ICU, intensive care unit; CCI, Charlson comorbidity index; BMI, body mass index; BP, blood pressure; SpO2, oxygen saturation; k, thousand; mm3, millimeters cubic; U/L, units per liter; mg/L, milligrams per liter; μg/L, micrograms per liter; pg/mL, picograms per milliliter; ALT, alanine transaminase; GFR, glomerular filtration rate; CRP, C-reactive protein; IQR, interquartile range.
Table 3 shows factors associated with in-hospital death. Increasing age, tachypnea, hypoxia, elevated troponin, and reduced GFR were independently associated with higher odds of in-hospital mortality. There was significantly higher mortality at the community-based academic affiliate sites in Brooklyn (OR 4.38; 95% CI 2.66–7.24) and Queens (OR 2.96; 95% CI 2.12–4.14) relative to the quaternary-care academic hospital. In-hospital mortality decreased significantly with each time period as the pandemic progressed. Absolute lymphocyte count below 1500 (OR 0.25; 95% CI 0.15–0.44) and receiving hydroxychloroquine (OR 0.58, 95% CI 0.45–0.75) were associated with lower odds of mortality. After adjusting for hospital site, time period, demographics and clinical factors, race was not independently associated with in-hospital mortality.
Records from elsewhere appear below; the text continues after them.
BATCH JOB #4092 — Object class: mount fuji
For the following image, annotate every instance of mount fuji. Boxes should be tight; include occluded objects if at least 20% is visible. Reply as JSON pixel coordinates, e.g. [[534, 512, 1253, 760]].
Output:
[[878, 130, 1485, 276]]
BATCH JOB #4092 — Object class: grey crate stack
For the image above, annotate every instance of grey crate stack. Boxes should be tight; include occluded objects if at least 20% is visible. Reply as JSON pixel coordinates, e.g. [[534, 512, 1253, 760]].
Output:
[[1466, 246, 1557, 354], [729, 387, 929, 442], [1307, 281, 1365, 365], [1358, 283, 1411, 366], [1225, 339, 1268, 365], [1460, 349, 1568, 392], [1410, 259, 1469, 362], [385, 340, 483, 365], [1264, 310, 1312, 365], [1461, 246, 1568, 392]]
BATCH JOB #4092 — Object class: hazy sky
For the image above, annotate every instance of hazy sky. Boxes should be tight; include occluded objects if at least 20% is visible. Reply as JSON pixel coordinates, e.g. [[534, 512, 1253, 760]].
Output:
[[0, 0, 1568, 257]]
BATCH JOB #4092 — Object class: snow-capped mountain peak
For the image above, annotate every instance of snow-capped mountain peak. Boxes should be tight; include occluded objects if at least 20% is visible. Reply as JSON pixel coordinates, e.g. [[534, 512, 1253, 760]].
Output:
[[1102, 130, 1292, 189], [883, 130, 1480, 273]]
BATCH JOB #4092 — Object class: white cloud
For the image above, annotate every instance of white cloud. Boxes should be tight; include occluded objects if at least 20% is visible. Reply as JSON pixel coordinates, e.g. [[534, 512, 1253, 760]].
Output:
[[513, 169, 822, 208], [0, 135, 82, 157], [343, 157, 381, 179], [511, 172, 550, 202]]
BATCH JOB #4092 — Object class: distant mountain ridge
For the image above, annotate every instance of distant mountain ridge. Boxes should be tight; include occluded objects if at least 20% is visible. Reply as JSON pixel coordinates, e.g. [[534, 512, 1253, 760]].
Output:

We also analyzed predictors associated with medication administration. The data is included as Appendix A. Patients were more likely to receive medication if they were severely hypoxic (SpO2 <92%, OR14.18; 95% CI 7.86–25.57), mildly hypoxic (SpO2 92–96%; OR 6.97; 95% CI 3.93–12.35), febrile (OR 1.91; 95% CI 1.52–02.39), treated at the community-based academic affiliate site in Brooklyn (OR 2.53; 95% CI 1.68–3.80), admitted to the ICU (OR 1.42; 95% CI 1.04–1.93) or had abnormal lab values (white cell and lymphocyte count, transaminase, D-dimer, C-reactive protein, ferritin, and IL-6 levels). Patients were less likely to receive medications if they had a CCI score of 3 or higher (OR 0.74; 95% C 0.58–0.94) or were admitted in May through August relative to March. Race, age, insurance, and gender were not associated with odds of receiving COVID-19-related medications.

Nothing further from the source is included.